Ahora todo era distinto, había visto por los informativos el rápido desarrollo de un virus silencioso, el caso es que en las imágenes ampliadas y recreadas en la pantalla no parecían tener el peligro que anunciaban las autoridades. Eran microscópicas bolitas de esponja cubiertas por múltiples trompas cónicas, dibujos y figuras que le recordaban a los dibujos animados, pura ficción pero que tenía sobrecogida y encerrada a toda la población.
Aquella tarde el invierno daba sus últimos coletazos y, antes de anochecer, decidió sacar a pasear a su mascota a pesar de la prohibición por el “Estado de Alarma”. Atila era un minúsculo Pincher que le acompañaba en aquella vivienda, un perro limpio y listo con el que se desahogaba en los momentos de soledad.
Estaba muy inquieto y temeroso y el animal lo intuía. Desde hacía unos días le dolía la garganta, tenía una tos seca y, al anochecer, le asaltaba la fiebre. Aunque hacía muchos años que había dejado de fumar notaba que durante el paseo con Atila a veces le faltaba el aire.
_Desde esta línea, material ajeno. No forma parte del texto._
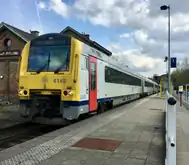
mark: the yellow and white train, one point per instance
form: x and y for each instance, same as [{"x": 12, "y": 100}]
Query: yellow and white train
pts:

Él que durante tanto tiempo convivió cada tarde con el miedo, no entendía este desasosiego frente al sordo, mudo e invisible virus. No quería obsesionarse pero tenía casi todos los síntomas y, además, su edad era un factor de riesgo. Ahora se acobardaba por lo que sucedía. Por eso se propuso no demorarse más, a la vuelta del paseo y, amparado en la oscuridad de la noche, volvería a dialogar con el miedo como en aquellas horas antes de salir al ruedo.